Yorkshire Post

Ex-Asda boss takes airport chair role

Andy Clarke targets Leeds Bradford growth

- MARK CASCI BUSINESS EDITOR ■ Email: mark.casci@ypn.co.uk ■ Twitter: @MarkCasci

FORMER ASDA chief executive Andy Clarke has been unveiled as the new boss of Leeds Bradford Airport, The Yorkshire Post can reveal.

Mr Clarke, who has more than 25 years’ experience in the retail industry, said he wanted to make the airport a world-class hub and appeal to a far greater number of both leisure and business passengers.

The businessma­n said the ambition shown by the airport’s owners, AMP Capital, and its current management team had drawn him to help lead another large Yorkshire business.

Mr Clarke said that the plans to expand and improve the terminal building, along with the drive to deliver new rail and road links, were key.

He told The Yorkshire Post: “There is a lot of support for wanting to move this organisati­on forward.

“The rail link is making great progress. AMP Capital has got experience in infrastruc­ture from other investment­s, whether it is airports rail, and it is an internatio­nal business.

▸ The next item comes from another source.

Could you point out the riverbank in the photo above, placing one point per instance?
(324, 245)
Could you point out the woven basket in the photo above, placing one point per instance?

“Not only are they very supportive of this business but we can learn a lot from some of their other investment­s.”

Mr Clarke said his experience at the helm of Asda was one he wanted to draw on to help improve the customer experience at the airport.

“This is a different scale of business than to the one I was leading before but the challenges and opportunit­ies are still the same,” he said.

“It doesn’t matter whether it is a £100m business or a £25bn business. You are still about people, products and delivering a great result.”

Mr Clarke will join the management team led by chief executive David Laws. The airport recently began a service to Munich and has aspiration­s of developing more business routes.

“This is an iconic location,” he said

“We know there have been some challenges in the past. Yorkshire deserves a first-class, worldclass airport.

“What you are going to see now is a business which, through support and investment, is going to make the right decisions.

“I would like to support the board and rest of the team to moving that customer experience forward so that they say, ‘I am going to fly here rather than go to Manchester’.

“The fact that the Munich route has started so well shows there is a latent demand for those business routes.”